Analysis of Oscar TV Viewership | Mark Graban | LinkedIn

“Initial analysis says Oscars TV viewers and ratings are up over 2018. But, for context, the ratings were DOWN in 2018 compared to 2017.

Instead of reacting to each new data point, look at trends over time using “run charts” or “process behavior charts” (as I created). Did having “no host” make any statistically significant difference in ratings? No. The numbers are just fluctuating. Don’t waste time cooking up an explanation for ‘noise’ in a metric.”

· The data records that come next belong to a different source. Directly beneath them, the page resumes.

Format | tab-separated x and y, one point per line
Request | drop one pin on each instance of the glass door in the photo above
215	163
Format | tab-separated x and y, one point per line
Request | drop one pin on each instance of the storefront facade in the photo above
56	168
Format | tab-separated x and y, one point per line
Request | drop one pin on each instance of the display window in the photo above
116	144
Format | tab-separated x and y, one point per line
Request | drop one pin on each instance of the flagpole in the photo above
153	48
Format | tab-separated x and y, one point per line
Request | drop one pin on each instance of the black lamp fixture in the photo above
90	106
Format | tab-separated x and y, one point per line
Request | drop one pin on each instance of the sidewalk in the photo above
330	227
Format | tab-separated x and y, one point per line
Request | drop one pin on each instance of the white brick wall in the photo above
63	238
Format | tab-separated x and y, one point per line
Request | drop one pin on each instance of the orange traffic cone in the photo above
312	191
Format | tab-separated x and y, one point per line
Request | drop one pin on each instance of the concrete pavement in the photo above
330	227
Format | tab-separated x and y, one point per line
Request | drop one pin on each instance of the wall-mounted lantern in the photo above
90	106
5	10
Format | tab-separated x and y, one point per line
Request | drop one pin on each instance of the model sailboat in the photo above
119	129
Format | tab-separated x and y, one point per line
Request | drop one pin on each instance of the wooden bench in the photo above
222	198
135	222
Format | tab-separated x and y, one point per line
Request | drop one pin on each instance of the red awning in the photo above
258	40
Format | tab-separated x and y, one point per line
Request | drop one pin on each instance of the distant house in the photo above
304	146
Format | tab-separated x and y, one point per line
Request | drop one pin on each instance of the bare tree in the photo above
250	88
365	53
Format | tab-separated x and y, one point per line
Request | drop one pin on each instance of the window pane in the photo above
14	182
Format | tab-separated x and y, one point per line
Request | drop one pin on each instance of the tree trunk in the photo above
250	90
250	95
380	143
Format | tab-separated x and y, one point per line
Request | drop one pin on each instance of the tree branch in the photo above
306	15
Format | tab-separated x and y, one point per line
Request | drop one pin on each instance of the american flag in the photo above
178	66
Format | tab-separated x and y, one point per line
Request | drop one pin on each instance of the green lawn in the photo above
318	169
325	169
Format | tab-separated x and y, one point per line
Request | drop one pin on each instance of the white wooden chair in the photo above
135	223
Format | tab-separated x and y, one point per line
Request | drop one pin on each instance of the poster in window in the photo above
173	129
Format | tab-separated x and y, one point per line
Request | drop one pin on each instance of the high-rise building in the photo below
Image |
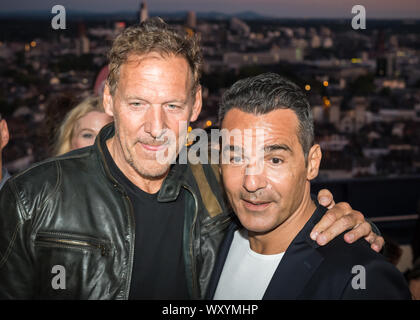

Mark Graban’s Oscar Viewership Chart

 

 

Source: LinkedIn

Michel Baudin‘s comments: What happened between 2004 and 2005? Visually, the downward step is the one feature of the chart that stands out. If the technique Mark used is valid, there should be assignable causes from that period to explain the drop. If you forget the green and red lines and just look at the time series, however, a smooth, long-term downward trend sounds like a better fit. Perhaps Mark should try more modern trend analysis tools besides the venerable XmR chart.

Following a day of spirited discussion, Mark sent me the data and asked for my own analysis, which is in the chart below. The gray band is a 99% confidence interval, calculated without any knowledge of the nature of the numbers. The points outside the band can be assumed to have assignable causes for their unusual high or low ratings, and I took a look at the press reports on a few. As you can see, there is nothing special happening in 2004-2005. 

The popularity of a show has nothing to do with a critical dimension on a manufactured part, which is supposed to be constant. The plant organization has the authority to do what it takes to keep it that way. There is no reason why show ratings should be constant.

In addition, while a length measurement qualifies as a raw data point, the published number of viewers of a TV show doesn’t. In the US, it is an estimate based on a poll of 5,000 households. Viewership of the Oscars ceremony in 2019 was 11.5% higher than in 2018. On 5,000 data points, it does not look like a fluctuation. By comparison, political polls use samples of 1,000 to 1,500 voters and claim margins of error of ±3%.

The viewership estimates aren’t just numbers in a table, and you can’t interpret them properly without knowing their backstory.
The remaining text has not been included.